Polypropylene Asset Tags
Polyester was used to make these items. These tags are very robust and adaptable for monitoring a variety of items and machinery. These tags are made of metallized polyester and have added overlaminate abrasion and solvent protection. These asset tags are adaptable enough to be utilised both inside and outside. These tags may often be customised to include logos, asset identifiers, and other information. They are inexpensive and simple to replace.
Aluminum Tags
The purpose of the aluminium asset tags is to transmit information. They are often used as equipment tags, nameplates, and product identification. They are significantly more durable since they are constructed of aluminium. Also, one would have to rework or create a new one if any modifications were necessary, which would make it less cost-effective.

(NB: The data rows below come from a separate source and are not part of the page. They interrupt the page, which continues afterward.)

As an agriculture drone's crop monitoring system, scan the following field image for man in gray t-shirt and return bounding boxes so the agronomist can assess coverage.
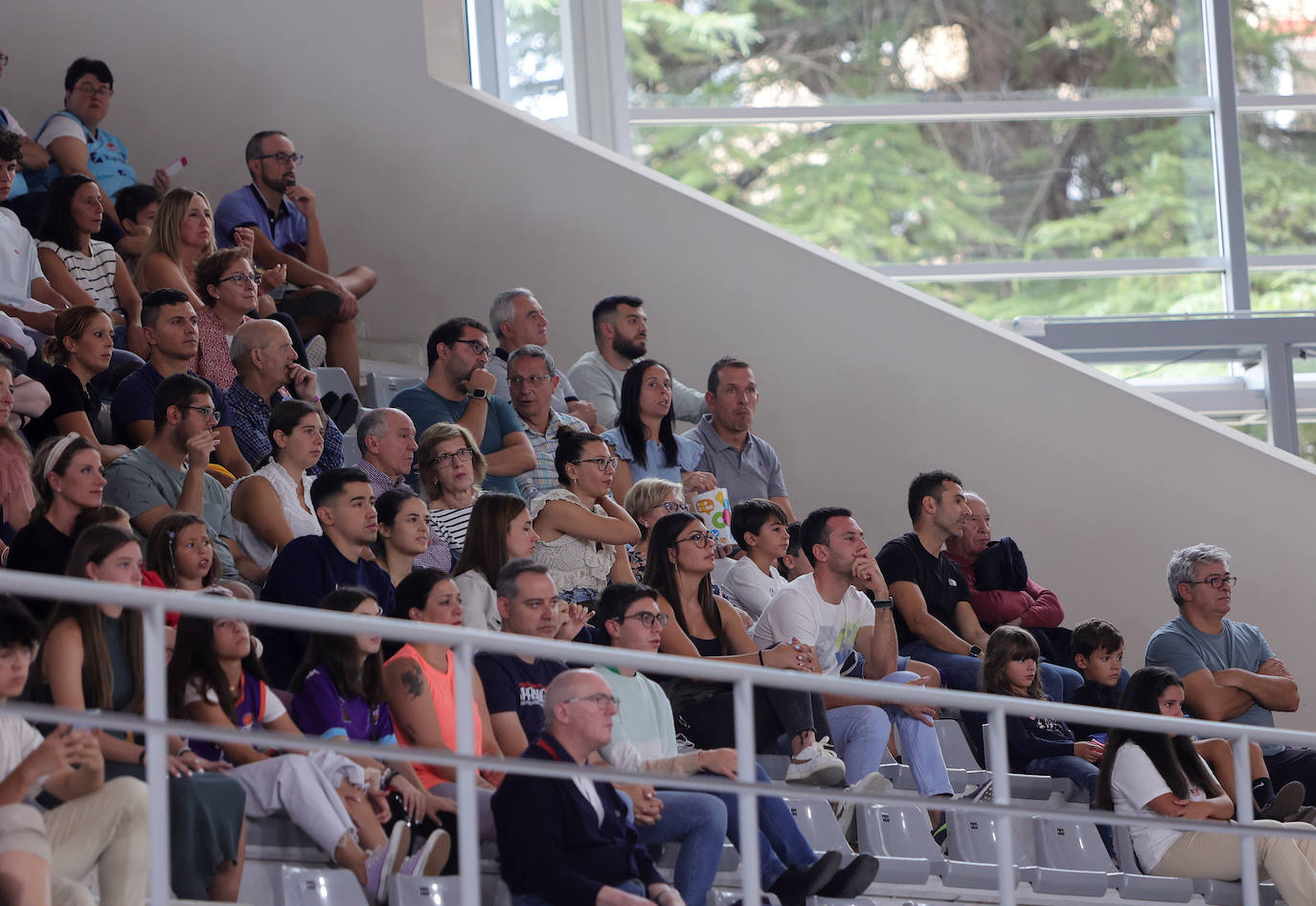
[1145,544,1316,804]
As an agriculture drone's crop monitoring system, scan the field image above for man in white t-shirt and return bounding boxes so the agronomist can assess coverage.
[0,596,148,906]
[752,507,951,824]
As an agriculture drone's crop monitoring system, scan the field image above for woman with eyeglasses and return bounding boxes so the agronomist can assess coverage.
[623,479,690,582]
[531,427,640,602]
[416,422,488,557]
[645,512,845,786]
[188,246,294,391]
[36,173,150,359]
[453,493,539,632]
[602,359,717,498]
[24,306,127,464]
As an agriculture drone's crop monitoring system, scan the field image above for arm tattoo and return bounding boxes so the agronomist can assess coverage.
[401,667,425,698]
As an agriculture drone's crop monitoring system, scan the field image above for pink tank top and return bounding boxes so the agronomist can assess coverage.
[388,645,485,789]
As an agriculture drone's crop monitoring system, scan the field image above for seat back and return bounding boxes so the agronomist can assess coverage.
[362,371,421,409]
[1033,818,1115,872]
[936,718,983,771]
[946,811,1037,865]
[784,797,854,856]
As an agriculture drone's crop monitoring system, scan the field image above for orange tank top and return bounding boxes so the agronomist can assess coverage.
[388,645,485,789]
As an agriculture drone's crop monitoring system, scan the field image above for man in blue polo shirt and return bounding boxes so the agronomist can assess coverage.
[215,129,375,385]
[388,318,534,496]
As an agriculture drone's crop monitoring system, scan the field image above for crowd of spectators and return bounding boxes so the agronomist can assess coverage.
[0,56,1316,906]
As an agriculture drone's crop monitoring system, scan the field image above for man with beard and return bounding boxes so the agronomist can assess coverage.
[388,318,534,496]
[567,296,704,427]
[215,130,375,385]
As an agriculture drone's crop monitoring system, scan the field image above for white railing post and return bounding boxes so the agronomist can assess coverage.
[986,706,1014,906]
[1227,734,1260,906]
[142,595,172,906]
[731,677,762,906]
[453,642,481,903]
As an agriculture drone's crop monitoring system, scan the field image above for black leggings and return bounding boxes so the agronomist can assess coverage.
[676,687,831,752]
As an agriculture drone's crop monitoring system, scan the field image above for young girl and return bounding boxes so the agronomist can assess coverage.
[453,493,539,631]
[41,525,245,901]
[1097,667,1316,906]
[169,617,411,902]
[292,588,457,877]
[983,626,1104,801]
[147,512,229,595]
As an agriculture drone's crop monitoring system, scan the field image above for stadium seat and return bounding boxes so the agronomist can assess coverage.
[362,371,421,409]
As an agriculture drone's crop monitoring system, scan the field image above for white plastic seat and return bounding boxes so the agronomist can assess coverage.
[275,865,366,906]
[362,371,421,409]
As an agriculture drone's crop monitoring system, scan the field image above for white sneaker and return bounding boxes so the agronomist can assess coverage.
[785,736,845,786]
[831,771,891,840]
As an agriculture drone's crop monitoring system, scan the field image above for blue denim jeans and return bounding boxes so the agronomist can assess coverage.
[710,764,817,902]
[511,880,648,906]
[827,670,953,796]
[636,789,726,903]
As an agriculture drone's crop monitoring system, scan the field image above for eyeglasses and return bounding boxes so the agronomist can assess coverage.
[1185,574,1238,590]
[675,532,717,547]
[453,339,493,357]
[507,374,553,387]
[617,610,669,628]
[256,151,306,167]
[429,447,475,465]
[562,691,622,712]
[571,456,622,472]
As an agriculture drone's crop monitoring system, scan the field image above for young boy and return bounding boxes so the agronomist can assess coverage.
[721,498,791,620]
[1070,610,1316,821]
[0,596,148,906]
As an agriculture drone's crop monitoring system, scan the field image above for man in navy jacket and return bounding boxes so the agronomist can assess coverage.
[492,669,684,906]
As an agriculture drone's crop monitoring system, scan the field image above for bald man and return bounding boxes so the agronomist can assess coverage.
[492,669,684,906]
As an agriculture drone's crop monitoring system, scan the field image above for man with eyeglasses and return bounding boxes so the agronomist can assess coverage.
[28,57,170,240]
[488,286,604,434]
[388,318,534,496]
[109,288,254,479]
[215,129,376,385]
[104,374,264,599]
[491,669,689,906]
[507,343,591,500]
[1145,544,1316,804]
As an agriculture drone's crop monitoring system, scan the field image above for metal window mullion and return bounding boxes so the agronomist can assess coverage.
[1201,0,1252,310]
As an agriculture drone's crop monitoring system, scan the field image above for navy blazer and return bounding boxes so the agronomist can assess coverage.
[492,733,663,906]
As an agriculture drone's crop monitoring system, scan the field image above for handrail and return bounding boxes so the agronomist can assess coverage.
[0,570,1295,906]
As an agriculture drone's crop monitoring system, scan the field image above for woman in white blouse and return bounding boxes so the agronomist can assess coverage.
[229,399,325,570]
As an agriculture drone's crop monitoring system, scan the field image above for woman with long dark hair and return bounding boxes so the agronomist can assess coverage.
[453,493,539,631]
[602,359,717,500]
[41,525,246,901]
[531,427,640,602]
[1097,667,1316,906]
[645,512,845,785]
[36,173,150,359]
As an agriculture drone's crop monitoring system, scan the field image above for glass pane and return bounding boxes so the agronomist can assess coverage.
[1238,110,1316,254]
[503,0,570,123]
[909,274,1224,322]
[623,0,1206,108]
[1233,0,1316,95]
[633,117,1218,265]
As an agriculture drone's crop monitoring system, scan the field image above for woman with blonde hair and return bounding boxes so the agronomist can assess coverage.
[24,306,127,463]
[416,422,488,557]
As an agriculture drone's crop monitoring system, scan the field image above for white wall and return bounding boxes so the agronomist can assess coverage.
[10,0,1316,729]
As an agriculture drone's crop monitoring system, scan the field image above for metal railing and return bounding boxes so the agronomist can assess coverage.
[0,570,1316,906]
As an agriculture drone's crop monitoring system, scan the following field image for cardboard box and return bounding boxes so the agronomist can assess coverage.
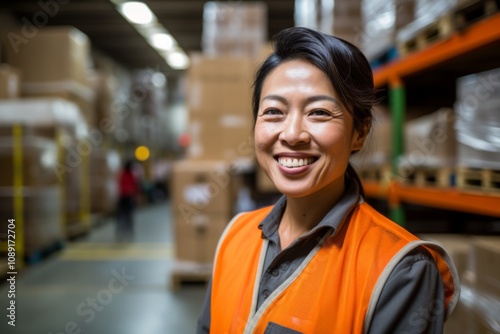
[0,131,58,187]
[419,234,473,282]
[174,212,232,263]
[350,105,392,172]
[187,54,255,115]
[0,64,21,99]
[22,84,99,128]
[0,186,64,255]
[171,160,235,215]
[202,1,267,56]
[187,111,254,161]
[5,26,91,87]
[404,108,457,168]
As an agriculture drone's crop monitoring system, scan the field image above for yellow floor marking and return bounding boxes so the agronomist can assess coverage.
[58,243,174,261]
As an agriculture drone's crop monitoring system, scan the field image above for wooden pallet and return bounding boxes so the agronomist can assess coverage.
[457,167,500,193]
[170,261,212,290]
[402,166,455,187]
[358,165,392,182]
[397,0,500,57]
[454,0,500,30]
[398,14,455,57]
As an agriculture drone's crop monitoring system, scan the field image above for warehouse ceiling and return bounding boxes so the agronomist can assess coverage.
[0,0,294,74]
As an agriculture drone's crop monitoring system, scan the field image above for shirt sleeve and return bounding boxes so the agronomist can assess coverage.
[196,279,212,334]
[368,247,445,334]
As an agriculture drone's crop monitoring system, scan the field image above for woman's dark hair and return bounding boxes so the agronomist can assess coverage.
[252,27,376,195]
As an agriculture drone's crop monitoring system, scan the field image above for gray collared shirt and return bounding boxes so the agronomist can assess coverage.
[197,182,444,334]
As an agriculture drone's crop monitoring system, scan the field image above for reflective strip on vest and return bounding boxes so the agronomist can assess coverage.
[210,203,458,334]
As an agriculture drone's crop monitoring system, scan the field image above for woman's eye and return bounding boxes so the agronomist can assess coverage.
[262,109,283,116]
[311,109,331,116]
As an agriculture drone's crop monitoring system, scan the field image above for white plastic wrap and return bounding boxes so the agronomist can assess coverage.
[0,98,88,139]
[396,0,464,43]
[460,284,500,333]
[455,69,500,169]
[361,0,396,59]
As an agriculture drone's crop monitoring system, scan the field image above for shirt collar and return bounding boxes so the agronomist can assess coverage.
[259,178,360,239]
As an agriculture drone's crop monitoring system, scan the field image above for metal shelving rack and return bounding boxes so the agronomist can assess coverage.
[364,14,500,225]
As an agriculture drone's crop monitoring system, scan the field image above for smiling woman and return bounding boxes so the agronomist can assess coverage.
[198,27,459,334]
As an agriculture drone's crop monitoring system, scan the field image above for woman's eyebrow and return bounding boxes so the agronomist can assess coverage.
[306,95,340,107]
[262,95,288,104]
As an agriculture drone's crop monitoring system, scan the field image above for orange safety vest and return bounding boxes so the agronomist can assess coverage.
[210,203,459,334]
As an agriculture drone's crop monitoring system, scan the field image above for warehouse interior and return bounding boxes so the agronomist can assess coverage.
[0,0,500,334]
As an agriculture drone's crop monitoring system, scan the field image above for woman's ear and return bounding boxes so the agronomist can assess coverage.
[351,121,371,152]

Asset Tags That Are Tamper Evident
When any tampering done on this tag becomes obvious, these tags are employed to verify that the tags are not altered. These tags are helpful for security, usually against theft. When these tags are taken off, a void mark is left on the surface where they were glued, alerting security staff to the possibility that the item is company-owned.
Barcode Tags
To identify the asset, barcodes are printed on the barcode tags. By scanning the bar code on these tags, asset tracking software can quickly get all the information about the object.
RFId Tags
Based on RFID (Radio Frequency Identification) technology, these tags. Information pertaining to the item is encoded into the electromagnetic fields. These RFID microchips produce electromagnetic waves, which the RFID readers may use to read this data. It is possible to save specific details like serial numbers and product details. They deliver the information as they travel through the scanners, eliminating the need for any user intervention. Employee time and effort spent monitoring the assets are reduced as a result, making it easier to maintain correct records.
BLE Tags
The BLE (Bluetooth Low Energy) technology underlies these tags. These tags are active, which means that they may be tracked all the time. Despite this, they use extremely little energy. They are followed by relays based on Bluetooth, which send signals to a centralised server. These signals aid in locating the asset. With the use of rlts, these tags also enable real-time asset tracking.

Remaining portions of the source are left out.